Chapter 46 | Gampangan

56 9 14
                                    

Yang kemarin-kemarin minta double up, maaf ya, baru bisa up lagi hari ini.

♡Happy Reading♡

^^^

Semilir angin berembus dengan tenang, menerpa beberapa helai rambut hitam legam sebahunya yang mampu membuat rambut itu beterbangan hingga menghalau pandangan mata. Meski demikian, tatapan matanya tetap kosong, berlawan dengan otak yang sudah dipenuhi berbagai pemikiran negatif.

Mengabaikan hembusan angin yang menyapanya. Pun, suara gemuruh di sekitar yang mencoba mengusiknya.

Alika bukan gadis bodoh yang tidak sadar akan kondisi yang baru saja terjadi semalam. Di mana, saat sepasang matanya menangkap gelagat aneh dari Qen yang disertai sorot mata yang mengartikan sesuatu yang lain.

Mungkinkah begitu cara Qen memendam perasaannya selama ini? Menggunakan kata 'keluarga' sebagai tipu daya.

Atau, memang lelaki itu yang sebelumnya tidak sadar akan perasaannya?

Dan, kenapa dirinya masih bertahan?

Alika sadar Qen tidak pernah memiliki perasaan padanya. Ungkapan 'ingin menjadi pacar yang lebih baik' yang dulu pernah Qen ucapkan sebenarnya memang telah lelaki itu buktikan. Sejauh ini Qen memang baik dan perhatian, tetapi ... apa itu sudah bisa disebut cinta?

Alika tidak yakin.

"Are you okay?"  Tepukkan dibahu menyadarkan Alika dari lamunannya. Entah sejak kapan sosok Fanya sudah berdiri di sebelah Alika dengan pandangan  cemas.

Saking terkejutnya dengan kedatangan Fanya yang baru disadarinya, membuat Alika sampai lupa memberikan jawaban kepada Fanya hingga membuat gadis itu kembali menepuk pelan bahu Alika.

"Al?"

"Hah? Nggak. Aku baik-baik aja." Alika tersenyum.

"Dari tadi gue panggilin, tapi lo diem aja. Serius nggak apa-apa?"

"Hm, serius." Alika menyengir.

Namun, tidak dengan Fanya yang masih merasa ada sesuatu yang aneh dengan Alika, mengingat  sedari pagi gadis itu juga lebih banyak diam. Padahal, setahu Fanya semalam Alika baru saja pergi berkencan dengan Qen. Bukankah seharusnya Alika lebih terlihat bahagia sekarang?

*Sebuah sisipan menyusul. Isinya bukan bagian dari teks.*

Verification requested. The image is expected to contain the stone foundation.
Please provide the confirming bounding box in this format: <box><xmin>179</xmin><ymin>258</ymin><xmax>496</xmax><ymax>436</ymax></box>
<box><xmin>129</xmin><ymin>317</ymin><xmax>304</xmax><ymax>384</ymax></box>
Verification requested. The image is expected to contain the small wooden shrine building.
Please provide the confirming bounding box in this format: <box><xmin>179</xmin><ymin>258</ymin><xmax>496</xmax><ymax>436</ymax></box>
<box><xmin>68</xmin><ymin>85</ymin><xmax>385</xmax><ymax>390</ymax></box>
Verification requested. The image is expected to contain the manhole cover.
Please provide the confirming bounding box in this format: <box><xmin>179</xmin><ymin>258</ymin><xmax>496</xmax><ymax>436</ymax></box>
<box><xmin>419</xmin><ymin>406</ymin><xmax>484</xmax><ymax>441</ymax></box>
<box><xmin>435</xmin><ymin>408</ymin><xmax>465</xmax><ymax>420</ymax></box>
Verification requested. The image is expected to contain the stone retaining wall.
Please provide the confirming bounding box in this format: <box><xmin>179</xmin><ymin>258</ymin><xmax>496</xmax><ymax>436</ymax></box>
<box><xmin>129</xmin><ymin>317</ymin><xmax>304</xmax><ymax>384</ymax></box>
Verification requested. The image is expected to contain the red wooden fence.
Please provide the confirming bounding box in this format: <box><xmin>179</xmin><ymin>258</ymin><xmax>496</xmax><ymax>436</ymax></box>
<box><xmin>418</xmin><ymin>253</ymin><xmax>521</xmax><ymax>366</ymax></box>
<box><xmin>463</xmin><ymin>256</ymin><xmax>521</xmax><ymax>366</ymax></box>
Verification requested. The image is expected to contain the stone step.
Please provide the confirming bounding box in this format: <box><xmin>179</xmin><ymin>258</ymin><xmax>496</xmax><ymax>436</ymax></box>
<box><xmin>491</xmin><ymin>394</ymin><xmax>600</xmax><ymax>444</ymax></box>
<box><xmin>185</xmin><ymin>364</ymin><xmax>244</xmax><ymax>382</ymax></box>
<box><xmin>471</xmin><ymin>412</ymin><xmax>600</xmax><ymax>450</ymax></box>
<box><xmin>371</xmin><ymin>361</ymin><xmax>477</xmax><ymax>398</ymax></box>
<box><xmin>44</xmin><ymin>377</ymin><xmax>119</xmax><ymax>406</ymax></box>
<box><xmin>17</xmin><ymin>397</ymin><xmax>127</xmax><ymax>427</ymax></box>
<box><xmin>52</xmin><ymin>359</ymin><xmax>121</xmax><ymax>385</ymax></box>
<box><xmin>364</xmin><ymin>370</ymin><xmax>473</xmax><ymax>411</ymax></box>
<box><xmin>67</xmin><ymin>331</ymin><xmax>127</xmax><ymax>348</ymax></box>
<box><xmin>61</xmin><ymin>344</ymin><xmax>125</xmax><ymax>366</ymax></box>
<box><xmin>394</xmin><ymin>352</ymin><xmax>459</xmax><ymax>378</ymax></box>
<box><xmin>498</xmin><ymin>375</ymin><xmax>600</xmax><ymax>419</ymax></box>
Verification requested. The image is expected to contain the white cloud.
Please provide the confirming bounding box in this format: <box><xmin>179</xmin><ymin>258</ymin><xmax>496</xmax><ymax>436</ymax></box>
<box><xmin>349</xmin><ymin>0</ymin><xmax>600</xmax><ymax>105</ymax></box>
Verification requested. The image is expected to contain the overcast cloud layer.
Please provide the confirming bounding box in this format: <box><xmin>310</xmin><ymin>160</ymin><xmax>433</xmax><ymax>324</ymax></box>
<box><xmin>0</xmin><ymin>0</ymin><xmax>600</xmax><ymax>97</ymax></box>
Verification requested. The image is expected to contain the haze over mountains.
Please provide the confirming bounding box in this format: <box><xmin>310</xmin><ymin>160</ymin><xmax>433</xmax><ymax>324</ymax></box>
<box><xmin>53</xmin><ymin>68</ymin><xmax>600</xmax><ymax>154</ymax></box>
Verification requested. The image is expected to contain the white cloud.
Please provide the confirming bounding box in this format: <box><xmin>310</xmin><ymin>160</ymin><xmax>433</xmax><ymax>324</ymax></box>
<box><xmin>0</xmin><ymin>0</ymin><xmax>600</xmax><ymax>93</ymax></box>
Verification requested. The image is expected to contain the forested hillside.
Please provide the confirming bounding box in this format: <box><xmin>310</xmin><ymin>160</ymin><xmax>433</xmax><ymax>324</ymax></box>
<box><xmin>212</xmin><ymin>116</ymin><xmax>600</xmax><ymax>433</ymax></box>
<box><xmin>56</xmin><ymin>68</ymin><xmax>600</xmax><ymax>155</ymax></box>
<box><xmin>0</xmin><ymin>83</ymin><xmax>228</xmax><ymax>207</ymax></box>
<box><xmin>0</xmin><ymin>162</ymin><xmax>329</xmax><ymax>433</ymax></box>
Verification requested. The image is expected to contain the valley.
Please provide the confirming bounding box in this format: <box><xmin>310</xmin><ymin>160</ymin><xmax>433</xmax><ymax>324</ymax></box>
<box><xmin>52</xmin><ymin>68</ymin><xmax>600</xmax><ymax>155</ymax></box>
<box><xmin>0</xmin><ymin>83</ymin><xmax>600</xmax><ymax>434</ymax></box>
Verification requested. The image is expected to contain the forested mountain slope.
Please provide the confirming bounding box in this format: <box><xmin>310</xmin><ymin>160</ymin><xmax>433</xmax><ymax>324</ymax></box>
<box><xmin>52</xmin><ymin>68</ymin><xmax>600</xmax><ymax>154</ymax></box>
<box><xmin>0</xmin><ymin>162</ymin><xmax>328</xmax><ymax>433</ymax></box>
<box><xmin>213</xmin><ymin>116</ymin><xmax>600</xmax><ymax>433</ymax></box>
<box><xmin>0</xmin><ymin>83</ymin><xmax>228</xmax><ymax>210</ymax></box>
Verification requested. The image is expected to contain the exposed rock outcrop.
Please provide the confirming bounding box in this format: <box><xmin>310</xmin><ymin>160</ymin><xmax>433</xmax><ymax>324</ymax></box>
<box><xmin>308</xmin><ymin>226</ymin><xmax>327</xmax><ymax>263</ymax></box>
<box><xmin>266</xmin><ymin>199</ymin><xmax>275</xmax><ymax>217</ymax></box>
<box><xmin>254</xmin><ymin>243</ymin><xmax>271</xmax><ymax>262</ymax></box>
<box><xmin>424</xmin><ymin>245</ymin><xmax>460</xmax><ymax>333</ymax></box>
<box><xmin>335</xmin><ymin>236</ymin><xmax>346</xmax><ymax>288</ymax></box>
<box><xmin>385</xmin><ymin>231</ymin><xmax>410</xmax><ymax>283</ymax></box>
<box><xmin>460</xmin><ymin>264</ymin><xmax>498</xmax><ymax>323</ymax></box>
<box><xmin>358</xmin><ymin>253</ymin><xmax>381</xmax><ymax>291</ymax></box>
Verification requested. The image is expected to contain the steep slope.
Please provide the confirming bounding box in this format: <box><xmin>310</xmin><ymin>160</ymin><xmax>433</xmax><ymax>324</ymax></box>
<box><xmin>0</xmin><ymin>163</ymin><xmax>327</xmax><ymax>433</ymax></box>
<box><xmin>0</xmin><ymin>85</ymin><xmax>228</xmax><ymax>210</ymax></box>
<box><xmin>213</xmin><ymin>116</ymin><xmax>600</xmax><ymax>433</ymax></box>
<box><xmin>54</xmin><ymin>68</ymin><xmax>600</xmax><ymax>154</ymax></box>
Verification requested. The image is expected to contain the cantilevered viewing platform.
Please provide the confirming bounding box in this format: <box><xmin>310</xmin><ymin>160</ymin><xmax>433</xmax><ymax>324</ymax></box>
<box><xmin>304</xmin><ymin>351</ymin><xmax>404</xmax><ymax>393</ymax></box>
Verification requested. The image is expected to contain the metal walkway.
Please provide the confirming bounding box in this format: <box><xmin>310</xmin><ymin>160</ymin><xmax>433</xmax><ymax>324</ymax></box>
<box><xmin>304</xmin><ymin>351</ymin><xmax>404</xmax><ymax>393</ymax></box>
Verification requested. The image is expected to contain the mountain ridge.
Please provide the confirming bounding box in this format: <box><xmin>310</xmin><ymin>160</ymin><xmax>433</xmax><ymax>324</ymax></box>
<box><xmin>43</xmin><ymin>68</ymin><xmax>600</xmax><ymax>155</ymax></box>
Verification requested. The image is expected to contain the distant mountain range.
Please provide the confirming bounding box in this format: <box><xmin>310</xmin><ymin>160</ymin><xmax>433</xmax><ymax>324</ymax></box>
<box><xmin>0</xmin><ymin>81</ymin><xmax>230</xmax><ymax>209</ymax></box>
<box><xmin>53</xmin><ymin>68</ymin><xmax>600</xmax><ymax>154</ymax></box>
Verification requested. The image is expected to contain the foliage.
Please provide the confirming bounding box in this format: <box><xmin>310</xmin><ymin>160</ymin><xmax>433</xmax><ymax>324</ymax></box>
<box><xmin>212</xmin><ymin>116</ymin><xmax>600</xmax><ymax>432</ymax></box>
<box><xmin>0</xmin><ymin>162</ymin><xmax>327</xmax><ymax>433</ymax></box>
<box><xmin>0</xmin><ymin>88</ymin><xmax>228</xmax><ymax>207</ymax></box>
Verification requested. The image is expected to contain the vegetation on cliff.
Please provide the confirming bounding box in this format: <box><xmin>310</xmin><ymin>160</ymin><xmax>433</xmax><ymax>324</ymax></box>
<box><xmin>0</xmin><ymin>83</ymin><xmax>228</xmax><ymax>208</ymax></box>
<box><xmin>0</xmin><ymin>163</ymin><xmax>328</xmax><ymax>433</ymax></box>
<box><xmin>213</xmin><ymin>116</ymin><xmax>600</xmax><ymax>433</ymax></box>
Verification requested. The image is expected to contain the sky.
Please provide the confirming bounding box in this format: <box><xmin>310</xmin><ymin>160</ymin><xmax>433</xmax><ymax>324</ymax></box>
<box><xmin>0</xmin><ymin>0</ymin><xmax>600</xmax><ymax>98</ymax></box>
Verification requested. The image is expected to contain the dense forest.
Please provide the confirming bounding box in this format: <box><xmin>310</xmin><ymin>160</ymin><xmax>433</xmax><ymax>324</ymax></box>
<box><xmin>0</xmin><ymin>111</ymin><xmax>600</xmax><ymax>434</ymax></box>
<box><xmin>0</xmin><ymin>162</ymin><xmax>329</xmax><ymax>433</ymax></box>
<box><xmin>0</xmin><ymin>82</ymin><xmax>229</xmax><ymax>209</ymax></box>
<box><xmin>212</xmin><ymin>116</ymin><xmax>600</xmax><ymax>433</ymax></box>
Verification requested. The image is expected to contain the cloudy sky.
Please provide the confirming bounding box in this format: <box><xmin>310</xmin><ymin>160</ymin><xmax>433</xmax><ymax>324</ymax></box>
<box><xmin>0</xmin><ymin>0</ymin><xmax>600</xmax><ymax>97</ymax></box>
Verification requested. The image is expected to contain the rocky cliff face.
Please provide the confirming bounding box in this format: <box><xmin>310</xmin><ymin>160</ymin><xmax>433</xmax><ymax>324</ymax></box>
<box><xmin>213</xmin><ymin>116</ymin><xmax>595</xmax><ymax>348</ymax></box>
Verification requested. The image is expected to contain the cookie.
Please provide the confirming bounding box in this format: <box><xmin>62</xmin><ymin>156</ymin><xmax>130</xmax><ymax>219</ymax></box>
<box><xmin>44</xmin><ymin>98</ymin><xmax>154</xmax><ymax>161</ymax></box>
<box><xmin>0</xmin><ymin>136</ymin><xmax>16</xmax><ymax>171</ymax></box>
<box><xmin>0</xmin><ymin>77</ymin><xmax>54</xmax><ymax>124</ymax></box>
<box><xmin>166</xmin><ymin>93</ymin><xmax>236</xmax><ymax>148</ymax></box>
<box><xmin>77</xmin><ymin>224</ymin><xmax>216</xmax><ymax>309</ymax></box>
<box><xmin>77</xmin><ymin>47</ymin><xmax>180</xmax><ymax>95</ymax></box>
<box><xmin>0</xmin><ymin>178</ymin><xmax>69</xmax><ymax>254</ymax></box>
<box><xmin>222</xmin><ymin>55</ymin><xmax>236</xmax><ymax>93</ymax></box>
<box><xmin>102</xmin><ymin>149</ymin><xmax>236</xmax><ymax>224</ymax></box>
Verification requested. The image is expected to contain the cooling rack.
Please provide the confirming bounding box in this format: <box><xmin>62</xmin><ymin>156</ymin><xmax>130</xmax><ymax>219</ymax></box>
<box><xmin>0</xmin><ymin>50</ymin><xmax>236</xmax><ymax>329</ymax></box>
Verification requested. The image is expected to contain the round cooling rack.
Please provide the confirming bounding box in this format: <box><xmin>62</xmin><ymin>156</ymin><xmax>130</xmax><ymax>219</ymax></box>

Atau jangan-jangan mereka...

"Ada masalah sama Qen?" Tatapan Alika berubah terkejut. Dan hal itu membuat Fanya langsung berasumsi jika dugaannya benar.

"Eng–enggak. Lagi pusing mikirin Olimpiade aja."

Fanya mengelus-elus bahu Alika. "Nggak usah terlalu dipikirin gitu. Kalo susah, tinggal minta diajarin Qen lagi. Sekalian pacaran." Fanya terkekeh, sebelum akhirnya memasang tampang serius. "Tapi kenapa Qen nggak ikut Olimpiade juga, ya?" Pertanyaan yang sama yang sudah beberapa kali muncul di dalam benak Alika.

"Qen pemegang rangking dua di kelasnya. Masih ada Ocha, jadi mungkin karna itu dia nggak kepilih."

"Tapi aneh. Qen nggak kepilih tapi kenapa guru nyuruh dia ngajarin lo?"

Atau mungkin, Qen sendiri yang memang tidak mau mengikuti Olimpiade? Alasannya?

Masih menjadi tanda tanya yang mengantre di benak Alika.

^^^

Saat suara bel pulang sekolah berbunyi, satu menit setelahnya para siswa mulai langsung berhamburan keluar dari dalam kelas seperti para tawanan yang baru saja dilepaskan dari tahanan.